Nell´ateneo dove insegno giungono studenti e ricercatori da tutti i paesi del mondo e la notizia dell´ammissione ad un corso di dottorato è per loro motivo di reale di meritata soddisfazione e gioia. Ma gli studenti italiani sono insieme felici e preoccupati perché sanno che rientrare potrà per loro essere un problema, per l´ovvia e perenne scarsità di risorse e quindi di opportunità di reclutamento degli atenei italiani; ma soprattutto e in primo luogo perché è noto che nell´accademia italiana vige il pessimo costume (che è anche regola) di considerare l´immobilità come un bene da premiare e la mobilità come un male da scoraggiare. Se poi si tratta di mobilità in università americane, allora la mobilità diventa un "lusso" da punire. I nostri ragazzi lo sanno e lo temono.

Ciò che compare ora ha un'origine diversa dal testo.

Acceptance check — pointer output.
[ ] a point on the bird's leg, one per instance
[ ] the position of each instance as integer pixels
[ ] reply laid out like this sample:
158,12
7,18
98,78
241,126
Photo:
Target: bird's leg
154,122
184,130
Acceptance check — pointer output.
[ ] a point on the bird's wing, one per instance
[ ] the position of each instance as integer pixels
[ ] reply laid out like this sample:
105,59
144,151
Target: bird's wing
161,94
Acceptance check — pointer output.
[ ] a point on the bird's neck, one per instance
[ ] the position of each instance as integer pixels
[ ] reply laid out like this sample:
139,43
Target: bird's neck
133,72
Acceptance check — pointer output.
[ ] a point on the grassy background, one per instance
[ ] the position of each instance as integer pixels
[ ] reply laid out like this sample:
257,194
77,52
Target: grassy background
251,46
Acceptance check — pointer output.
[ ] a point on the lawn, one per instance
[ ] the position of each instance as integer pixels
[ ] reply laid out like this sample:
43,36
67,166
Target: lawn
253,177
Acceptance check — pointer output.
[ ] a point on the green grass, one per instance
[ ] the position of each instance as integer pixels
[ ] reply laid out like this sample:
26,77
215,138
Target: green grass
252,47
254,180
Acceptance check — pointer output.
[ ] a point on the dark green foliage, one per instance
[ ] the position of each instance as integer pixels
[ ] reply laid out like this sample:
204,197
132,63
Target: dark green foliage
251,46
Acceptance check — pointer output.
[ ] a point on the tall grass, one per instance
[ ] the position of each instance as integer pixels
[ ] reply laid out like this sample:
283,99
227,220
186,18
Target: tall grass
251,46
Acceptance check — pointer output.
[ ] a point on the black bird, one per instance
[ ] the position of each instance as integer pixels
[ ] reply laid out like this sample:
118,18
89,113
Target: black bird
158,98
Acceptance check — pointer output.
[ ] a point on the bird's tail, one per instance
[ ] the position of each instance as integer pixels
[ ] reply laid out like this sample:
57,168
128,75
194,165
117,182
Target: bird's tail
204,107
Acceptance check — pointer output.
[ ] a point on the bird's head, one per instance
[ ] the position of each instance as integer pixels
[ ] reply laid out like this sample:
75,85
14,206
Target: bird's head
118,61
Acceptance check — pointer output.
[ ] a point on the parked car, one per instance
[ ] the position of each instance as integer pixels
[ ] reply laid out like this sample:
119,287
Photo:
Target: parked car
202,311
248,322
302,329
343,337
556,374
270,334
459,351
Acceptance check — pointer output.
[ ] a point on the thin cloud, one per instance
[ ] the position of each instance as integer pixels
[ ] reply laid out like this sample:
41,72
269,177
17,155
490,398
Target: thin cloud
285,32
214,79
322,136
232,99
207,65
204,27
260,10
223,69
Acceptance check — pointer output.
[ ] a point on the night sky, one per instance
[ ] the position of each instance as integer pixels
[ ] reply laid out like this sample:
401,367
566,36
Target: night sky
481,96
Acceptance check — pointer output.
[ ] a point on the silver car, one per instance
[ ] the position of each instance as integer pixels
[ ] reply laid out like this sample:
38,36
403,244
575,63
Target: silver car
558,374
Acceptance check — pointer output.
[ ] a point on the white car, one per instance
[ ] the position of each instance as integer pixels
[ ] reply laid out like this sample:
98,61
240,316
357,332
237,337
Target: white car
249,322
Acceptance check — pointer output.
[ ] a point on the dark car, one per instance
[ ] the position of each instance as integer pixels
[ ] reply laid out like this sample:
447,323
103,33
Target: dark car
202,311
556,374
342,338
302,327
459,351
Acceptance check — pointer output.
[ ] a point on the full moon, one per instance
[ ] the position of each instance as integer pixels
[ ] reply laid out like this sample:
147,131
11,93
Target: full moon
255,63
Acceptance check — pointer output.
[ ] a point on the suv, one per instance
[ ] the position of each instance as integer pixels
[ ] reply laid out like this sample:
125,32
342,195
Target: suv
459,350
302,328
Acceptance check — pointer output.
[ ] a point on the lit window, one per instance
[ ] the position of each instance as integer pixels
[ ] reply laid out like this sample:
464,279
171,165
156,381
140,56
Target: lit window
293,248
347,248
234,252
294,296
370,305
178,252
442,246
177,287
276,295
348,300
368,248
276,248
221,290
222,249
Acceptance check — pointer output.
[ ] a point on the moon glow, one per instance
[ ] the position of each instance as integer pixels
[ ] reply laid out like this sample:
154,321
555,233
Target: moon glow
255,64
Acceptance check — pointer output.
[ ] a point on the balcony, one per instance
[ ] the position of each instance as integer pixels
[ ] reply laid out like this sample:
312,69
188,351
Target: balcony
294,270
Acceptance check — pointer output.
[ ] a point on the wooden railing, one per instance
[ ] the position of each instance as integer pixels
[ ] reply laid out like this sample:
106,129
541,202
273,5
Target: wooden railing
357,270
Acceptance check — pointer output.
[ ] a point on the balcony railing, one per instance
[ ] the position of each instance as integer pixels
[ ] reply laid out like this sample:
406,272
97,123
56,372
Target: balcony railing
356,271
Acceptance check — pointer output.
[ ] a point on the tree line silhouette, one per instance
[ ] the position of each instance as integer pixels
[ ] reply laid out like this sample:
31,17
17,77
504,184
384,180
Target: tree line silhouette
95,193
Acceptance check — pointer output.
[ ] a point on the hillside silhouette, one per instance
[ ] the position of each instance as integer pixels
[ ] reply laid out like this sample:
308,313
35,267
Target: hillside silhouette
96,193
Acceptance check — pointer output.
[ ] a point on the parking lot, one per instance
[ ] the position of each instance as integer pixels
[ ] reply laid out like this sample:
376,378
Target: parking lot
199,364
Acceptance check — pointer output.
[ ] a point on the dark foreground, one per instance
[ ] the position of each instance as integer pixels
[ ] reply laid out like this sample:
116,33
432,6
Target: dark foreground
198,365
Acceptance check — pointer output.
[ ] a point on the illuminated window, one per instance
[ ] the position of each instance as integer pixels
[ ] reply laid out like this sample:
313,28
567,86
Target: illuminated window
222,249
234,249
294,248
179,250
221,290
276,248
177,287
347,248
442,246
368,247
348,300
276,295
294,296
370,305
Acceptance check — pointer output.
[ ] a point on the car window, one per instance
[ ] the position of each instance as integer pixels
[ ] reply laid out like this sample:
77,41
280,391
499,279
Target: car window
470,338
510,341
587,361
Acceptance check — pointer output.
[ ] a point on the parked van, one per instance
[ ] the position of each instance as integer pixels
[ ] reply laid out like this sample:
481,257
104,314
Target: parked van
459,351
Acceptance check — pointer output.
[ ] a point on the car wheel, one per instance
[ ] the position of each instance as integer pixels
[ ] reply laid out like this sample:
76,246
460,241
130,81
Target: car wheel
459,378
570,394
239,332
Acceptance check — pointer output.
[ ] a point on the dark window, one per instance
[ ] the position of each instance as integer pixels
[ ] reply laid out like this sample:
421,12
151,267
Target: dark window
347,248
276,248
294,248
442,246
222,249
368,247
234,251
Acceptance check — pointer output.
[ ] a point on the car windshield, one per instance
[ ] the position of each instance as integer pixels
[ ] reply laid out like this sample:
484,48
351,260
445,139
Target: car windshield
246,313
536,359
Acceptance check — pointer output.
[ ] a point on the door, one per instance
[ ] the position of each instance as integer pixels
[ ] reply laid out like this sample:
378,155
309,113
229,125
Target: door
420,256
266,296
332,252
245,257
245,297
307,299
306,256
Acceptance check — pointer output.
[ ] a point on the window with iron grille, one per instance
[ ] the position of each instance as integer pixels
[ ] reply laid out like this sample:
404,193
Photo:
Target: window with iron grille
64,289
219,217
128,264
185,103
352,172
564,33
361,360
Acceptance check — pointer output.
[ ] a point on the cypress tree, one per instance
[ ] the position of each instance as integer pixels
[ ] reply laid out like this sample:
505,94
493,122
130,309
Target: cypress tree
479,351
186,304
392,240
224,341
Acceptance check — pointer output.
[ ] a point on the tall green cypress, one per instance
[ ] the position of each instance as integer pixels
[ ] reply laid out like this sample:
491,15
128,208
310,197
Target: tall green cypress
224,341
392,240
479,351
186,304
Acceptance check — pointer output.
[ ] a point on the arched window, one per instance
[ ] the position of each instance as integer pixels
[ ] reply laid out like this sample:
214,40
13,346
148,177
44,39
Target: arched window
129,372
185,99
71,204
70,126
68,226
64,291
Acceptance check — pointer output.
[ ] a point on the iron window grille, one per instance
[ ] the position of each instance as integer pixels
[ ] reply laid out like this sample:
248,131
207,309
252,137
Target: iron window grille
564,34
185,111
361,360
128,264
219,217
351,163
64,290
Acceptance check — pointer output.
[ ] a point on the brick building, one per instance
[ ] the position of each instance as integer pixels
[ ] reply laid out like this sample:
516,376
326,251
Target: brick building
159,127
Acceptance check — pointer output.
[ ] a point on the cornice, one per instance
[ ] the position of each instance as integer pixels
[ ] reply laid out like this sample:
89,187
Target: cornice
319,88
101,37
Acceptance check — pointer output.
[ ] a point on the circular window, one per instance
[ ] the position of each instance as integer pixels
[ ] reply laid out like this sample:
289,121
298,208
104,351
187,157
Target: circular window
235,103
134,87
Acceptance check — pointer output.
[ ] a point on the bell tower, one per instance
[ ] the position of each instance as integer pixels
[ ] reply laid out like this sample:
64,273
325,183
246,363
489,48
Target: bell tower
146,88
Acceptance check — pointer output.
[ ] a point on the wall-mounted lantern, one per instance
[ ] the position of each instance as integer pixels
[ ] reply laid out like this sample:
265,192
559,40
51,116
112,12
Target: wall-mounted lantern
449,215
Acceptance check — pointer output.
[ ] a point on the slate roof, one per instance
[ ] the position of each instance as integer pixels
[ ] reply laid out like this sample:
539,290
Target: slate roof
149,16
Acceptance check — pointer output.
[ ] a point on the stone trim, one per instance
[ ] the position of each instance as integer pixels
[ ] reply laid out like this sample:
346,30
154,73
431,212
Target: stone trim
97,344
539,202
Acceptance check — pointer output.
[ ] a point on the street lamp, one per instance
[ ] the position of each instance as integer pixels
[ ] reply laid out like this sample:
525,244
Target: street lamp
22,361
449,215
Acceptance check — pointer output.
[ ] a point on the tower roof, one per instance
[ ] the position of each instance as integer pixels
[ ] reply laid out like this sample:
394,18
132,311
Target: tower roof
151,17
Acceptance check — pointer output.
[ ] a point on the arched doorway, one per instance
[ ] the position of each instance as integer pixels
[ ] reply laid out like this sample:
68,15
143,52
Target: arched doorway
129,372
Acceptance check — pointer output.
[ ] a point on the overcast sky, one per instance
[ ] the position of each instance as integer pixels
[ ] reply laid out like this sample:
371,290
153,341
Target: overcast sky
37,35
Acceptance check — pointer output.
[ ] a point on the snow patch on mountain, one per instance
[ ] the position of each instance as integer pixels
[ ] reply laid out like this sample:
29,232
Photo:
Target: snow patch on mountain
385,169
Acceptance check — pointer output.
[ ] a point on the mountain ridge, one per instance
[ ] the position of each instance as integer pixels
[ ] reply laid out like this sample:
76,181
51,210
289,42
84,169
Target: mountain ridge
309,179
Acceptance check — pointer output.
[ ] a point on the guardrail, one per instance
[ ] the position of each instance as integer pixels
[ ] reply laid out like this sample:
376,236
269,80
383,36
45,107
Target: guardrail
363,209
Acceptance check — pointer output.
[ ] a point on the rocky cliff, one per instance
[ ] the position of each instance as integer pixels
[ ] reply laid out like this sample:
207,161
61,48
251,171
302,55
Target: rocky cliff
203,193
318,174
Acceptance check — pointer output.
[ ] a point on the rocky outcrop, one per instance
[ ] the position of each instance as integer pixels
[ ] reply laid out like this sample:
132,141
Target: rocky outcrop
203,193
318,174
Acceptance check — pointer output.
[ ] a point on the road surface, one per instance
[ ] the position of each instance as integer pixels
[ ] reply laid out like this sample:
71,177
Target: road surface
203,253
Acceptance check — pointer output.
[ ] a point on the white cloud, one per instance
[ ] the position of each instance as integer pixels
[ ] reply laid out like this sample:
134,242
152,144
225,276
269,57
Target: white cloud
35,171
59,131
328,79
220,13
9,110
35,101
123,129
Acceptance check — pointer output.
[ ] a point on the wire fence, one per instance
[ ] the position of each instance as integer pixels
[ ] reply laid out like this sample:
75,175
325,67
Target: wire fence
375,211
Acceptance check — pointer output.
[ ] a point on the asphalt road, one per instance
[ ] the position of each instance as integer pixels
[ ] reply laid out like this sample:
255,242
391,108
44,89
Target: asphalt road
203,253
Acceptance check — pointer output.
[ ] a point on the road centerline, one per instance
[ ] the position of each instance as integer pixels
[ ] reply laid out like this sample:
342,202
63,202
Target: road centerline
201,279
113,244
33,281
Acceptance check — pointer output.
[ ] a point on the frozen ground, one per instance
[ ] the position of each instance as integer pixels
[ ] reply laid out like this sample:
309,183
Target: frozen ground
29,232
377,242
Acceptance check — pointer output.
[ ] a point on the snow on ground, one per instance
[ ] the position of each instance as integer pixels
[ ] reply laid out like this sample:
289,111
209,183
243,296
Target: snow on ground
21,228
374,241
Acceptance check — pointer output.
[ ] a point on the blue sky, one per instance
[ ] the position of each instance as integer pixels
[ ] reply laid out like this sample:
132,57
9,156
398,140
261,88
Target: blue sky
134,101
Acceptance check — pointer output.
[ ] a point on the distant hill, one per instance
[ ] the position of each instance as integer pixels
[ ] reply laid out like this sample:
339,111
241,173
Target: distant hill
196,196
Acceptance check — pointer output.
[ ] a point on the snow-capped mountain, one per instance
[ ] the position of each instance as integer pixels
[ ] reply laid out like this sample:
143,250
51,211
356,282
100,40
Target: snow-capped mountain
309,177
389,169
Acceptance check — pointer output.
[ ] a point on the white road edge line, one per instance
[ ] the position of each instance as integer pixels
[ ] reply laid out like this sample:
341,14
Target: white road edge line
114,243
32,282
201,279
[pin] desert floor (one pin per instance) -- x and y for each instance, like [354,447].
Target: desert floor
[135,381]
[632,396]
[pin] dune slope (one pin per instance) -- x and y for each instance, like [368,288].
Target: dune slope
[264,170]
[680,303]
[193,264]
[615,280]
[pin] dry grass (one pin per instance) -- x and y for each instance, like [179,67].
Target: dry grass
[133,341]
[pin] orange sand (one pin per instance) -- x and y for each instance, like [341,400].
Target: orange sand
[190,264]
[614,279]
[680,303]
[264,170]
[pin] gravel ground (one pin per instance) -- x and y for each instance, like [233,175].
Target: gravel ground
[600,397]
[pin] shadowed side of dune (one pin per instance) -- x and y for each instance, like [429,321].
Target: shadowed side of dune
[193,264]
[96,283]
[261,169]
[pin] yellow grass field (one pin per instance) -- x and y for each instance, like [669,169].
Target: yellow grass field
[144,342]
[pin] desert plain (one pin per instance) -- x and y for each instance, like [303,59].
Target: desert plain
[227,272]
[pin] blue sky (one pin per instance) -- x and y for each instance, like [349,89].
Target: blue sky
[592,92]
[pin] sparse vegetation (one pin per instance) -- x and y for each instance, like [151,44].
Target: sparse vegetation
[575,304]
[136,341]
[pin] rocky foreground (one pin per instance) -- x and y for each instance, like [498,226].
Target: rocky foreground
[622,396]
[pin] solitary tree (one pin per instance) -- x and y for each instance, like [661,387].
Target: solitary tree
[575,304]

Questa è una situazione riprovevole e profondamente ingiusta che, mentre produce sofferenza in chi la subisce, non fa del bene al nostro aese. Se paesi come l´India o la Cina sono di tanto riconosciuto successo economico è anche perché non hanno emigrazione intellettuale: i loro studenti vengono a perfezionarsi nelle università occidentali ma per tornare nei loro paesi, non per emigrare. In questi paesi, la risorsa cultura non è vista solo come un bene personale di chi la coltiva, ma anche come un bene per la società, nella quale tra l´altro la formazione culturale è cominciata nella maggioranza dei casi con soldi pubblici ed è giustamente considerata un investimento che il paese fa per il proprio futuro. Dare la possibilità del ritorno risponde a un calcolo di convenienza che un paese previdente e oculato dovrebbe saper fare. E´ anche nell´interesse dell´Italia che "il ritorno dei cervelli" non sia un problema. E´ per questa ragione che mi sembra improprio parlare di "fuga dei cervelli" perché la questione vera non è uscita. I cervelli non scappano, vanno a nutrirsi. Sono le università italiane e i loro perversi meccanismi di reclutamento che troppo spesso chiudono le porte a chi esce, trasformando l´andata all´estero in una fuga.